La comparaison de la Sibylle ou diable est symptomatique de l'époque, où les femmes devaient de plus en plus souffrir d'être accusées de toutes sortes de maux:

Lorsque se développa le mythe de la sorcière, la société médiévale réussit à projeter sa peur de la femme, sa peur de la mort, dans une image uniquement maléfique de la femme : elle en fit un bouc émissaire chargé de tous les miasmes du groupe. La sorcière incarne la face nocturne de la femme : elle communique avec le monde d'En-Bas, elle s'accouple avec le démon169(*).

Il en va de même avec Antoine de la Sale et Le Paradis de la reine Sibylle, texte contenu dans La Salade (1441-1442). En effet, il dépeint une sibylle aux attraits autant sinon plus maléfiques. La courte histoire raconte le périple de voyageurs qui s'insinuent dans une caverne se trouvant à l'intérieur d'une montagne italienne qui leur réserve plusieurs surprises: « Dont furent moult esmerveillez pour ce que, quand ilz estoient en l'autre cave avant les portes de metal, ilz avoient en l'autre ouy de tresgrans bruiz et murmuremens de gens, se leur sembloit170(*) ». Le labyrinthe les conduit dans un endroit magnifique, où règnent la luxure et le perpétuel plaisir. Une nourriture fabuleuse n'y manque jamais, les lieux sont richement décorés et il n'y a nul besoin de travailler pour obtenir quoi que ce soit. Tout cela est dissimulé derrière une succession de portes, les dernières étant faites de cristal :

Mais avant qu'ilz le feissent entrer oultre une autre porte, assez plus belle et plus riche que la premiere n'estoit, les firent entrer en une petite chambrette moult richement tendue; et la les firent despoiller de tous leurs habiz, du greigneur jusques au moindre, si les vestirent d'autres tresriches vestemens. Puis les menerent a instrumens et melodies, par jardins, par salles et par chambres, les unes bien et les autres mieulx tendues c'om pourroit ou sauroit deviser171(*).

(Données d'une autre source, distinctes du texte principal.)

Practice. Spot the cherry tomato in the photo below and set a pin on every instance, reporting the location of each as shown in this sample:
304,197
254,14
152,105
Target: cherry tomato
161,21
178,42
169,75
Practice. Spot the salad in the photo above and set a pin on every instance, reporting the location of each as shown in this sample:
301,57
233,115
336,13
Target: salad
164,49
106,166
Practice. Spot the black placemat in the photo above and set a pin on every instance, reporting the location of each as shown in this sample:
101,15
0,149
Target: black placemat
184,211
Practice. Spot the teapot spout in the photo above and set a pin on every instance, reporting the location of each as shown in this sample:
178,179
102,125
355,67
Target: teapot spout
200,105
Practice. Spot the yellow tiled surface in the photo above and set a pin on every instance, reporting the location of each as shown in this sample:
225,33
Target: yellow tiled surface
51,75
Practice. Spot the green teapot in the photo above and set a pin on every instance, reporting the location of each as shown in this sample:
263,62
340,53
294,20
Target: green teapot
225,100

La seule ombre au tableau est la métamorphose de la reine et de sa suite en serpents et couleuvres tous les samedis, démonisant du coup cette reine qui paraissait parfaite. Chacun des chapitres de l'oeuvre est très court. Un d'eux est consacré à cet épisode de transformation et s'intitule « Comment la royne Sibile et ses femmes sont separees des hommes, que anuit elles sont couleuvres ». Quand minuit sonne, dans la nuit du vendredi au samedi, dans un lieu séparé des voyageurs, elles se livrent à leur métamorphose : « Pour ce que, quand venoit le vendredi, après la mienuyt, sa compaigne se levoit d'emprès lui et s'en aloit a al royne, et toutes les autres de leans aussi. Et la estoient en chambres et en autres lieux ad ce ordonnez en estat de couleuvres et de serpens, toutes ensemble172(*) ».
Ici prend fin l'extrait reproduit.